Anmerkung des Übersetzers:

Am 11. Mai 2021 wurde Olga Misik[1] zu zwei Jahren und zwei Monaten Hausarrest verurteilt, ihre zwei Freunde Ivan Vorobievsky and Igor Basharimo erhielten ähnliche Strafen. Nachdem ich den Text von Olgas Abschlußerklärung vor Gericht nirgends in deutscher Übersetzung gefunden habe, habe ich ihn selbst übersetzt und poste ihn hier, in der Hoffnung, daß er zumindest einigen Leuten, die für Vladimir Putin und sein Regime schwärmen, die Augen öffnen wird.

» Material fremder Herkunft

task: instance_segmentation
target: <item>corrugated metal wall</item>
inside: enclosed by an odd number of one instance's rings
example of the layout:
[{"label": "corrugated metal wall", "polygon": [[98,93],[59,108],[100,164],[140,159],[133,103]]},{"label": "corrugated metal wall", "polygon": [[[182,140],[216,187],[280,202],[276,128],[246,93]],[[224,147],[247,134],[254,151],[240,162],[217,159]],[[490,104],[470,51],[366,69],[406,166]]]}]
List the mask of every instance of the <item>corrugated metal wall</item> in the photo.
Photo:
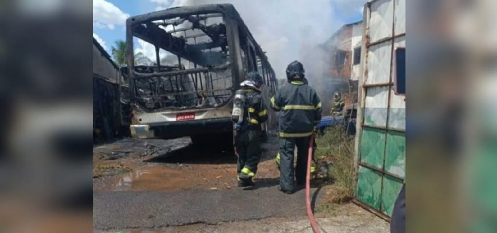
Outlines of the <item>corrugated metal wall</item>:
[{"label": "corrugated metal wall", "polygon": [[[392,87],[392,54],[406,46],[406,0],[366,4],[359,79],[356,200],[385,216],[406,176],[406,103]],[[366,38],[366,37],[364,37]]]}]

Der englische Text ist z.B. hier zu finden.


Olga Misiks Abschlußerklärung vor Gericht.

Über die Angst

Ich werde oft gefragt, ob ich nicht Angst habe. Diese Frage wird vor allen von Menschen außerhalb Rußlands gestellt, weil sie die näheren Umstände unseres Lebens nicht kennen. Sie kennen die Gefangenentransporter nicht, die Festnahmen und Gefängnis ohne gutem Grund und ohne Begründung. Sie kennen das Gefühl der Verzweiflung nicht, das wir mit der Muttermilch aufgesogen haben. Und es ist dieses Gefühl der Verzweiflung, das alle Angst vertrocknen läßt und uns mit einer gelernen Hilflosigkeit infiziert. Wozu Angst haben, wenn man ohnehin keine Kontrolle über die Zukunft hat?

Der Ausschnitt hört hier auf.